The height and weight of all subjects were measured, and BMI was calculated as weight (kg)/height (m)². Waist circumference was measured in a standing position at the point midway between the lower costal margin and the iliac crest. Blood pressure was calculated as the mean of two manual sphygmomanometer readings with the patient in the seated position.
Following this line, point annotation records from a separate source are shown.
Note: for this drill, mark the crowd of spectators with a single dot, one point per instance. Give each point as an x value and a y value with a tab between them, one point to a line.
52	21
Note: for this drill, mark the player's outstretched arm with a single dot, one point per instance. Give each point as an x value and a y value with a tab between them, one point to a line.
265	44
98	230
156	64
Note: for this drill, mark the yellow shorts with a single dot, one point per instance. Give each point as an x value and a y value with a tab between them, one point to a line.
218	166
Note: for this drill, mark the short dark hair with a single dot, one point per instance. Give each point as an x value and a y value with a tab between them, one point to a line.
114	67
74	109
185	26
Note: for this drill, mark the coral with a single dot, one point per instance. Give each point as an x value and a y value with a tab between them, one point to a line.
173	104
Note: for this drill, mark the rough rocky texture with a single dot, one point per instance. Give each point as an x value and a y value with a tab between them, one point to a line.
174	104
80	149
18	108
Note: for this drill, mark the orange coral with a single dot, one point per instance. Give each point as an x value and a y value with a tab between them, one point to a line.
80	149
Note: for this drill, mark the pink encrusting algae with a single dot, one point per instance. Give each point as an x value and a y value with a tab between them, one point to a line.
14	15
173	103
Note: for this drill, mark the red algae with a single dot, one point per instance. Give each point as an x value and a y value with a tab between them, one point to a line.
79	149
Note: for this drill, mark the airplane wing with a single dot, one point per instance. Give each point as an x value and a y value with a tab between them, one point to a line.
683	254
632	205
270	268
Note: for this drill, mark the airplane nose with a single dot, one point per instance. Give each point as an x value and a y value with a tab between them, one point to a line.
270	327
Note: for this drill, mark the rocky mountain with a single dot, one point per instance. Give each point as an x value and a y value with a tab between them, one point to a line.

On the third day of the follicular phase of the menstrual cycle, a venous blood sample was taken from each subject after an overnight fast of at least 8 hours. Total testosterone levels were measured via the chemiluminescent immunoassay method using a commercially available kit (Siemens, New York, NY, USA; the mean inter- and intraassay CVs were 4.4% and 6.2%, respectively). Sex hormone-binding globulin (SHBG) levels were measured by immunoradiometric assay using a commercially available kit (DPC, Los Angeles, CA, USA; the mean inter- and intraassay CVs were 7.9% and 5.3%, respectively). Free testosterone levels were calculated using the formula available on the International Society for Study of the Aging Male website, which is based on the total testosterone, SHBG, and albumin levels in single samples from each subject [20]. The free androgen index was calculated as testosterone (in nanomoles per liter)/SHBG (in nanomoles per liter)×100.
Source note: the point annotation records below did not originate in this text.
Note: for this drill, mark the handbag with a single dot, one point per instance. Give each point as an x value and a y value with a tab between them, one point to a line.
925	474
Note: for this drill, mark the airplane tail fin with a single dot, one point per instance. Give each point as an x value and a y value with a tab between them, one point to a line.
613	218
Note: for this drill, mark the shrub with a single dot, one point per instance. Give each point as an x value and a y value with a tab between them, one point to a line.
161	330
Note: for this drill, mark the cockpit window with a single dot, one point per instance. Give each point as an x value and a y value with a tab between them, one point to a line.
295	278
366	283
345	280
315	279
The 75-g oral glucose tolerance test (OGTT) was performed in the morning after an overnight fast. After 30 minutes of supine rest, venous blood samples were drawn at baseline, 90 minutes, and 120 minutes after the administration of the 75-g glucose load. Plasma glucose levels were measured via the glucose oxidase method (Beckman Model Glucose Analyzer 2; Beckman Instruments, Fullerton, CA, USA), and insulin levels were measured by radioimmunoassay using a commercially available kit (BioSource, Nivelles, Belgium). Fasting serum levels of total cholesterol, triglyceride, and high density lipoprotein cholesterol were measured using an enzymatic assay on an automated analyzer (Hitachi 7150 Automatic Chemistry Analyzer; Hitachi, Tokyo, Japan). Insulin sensitivity was assessed as the insulin sensitivity index (ISI), which was calculated using the OGTT values [ISI (µmol/kg/min)·(pmol/L)^-1=0.157-4.576×10^-5×I120-0.00519×G90-0.000299×I0] [21].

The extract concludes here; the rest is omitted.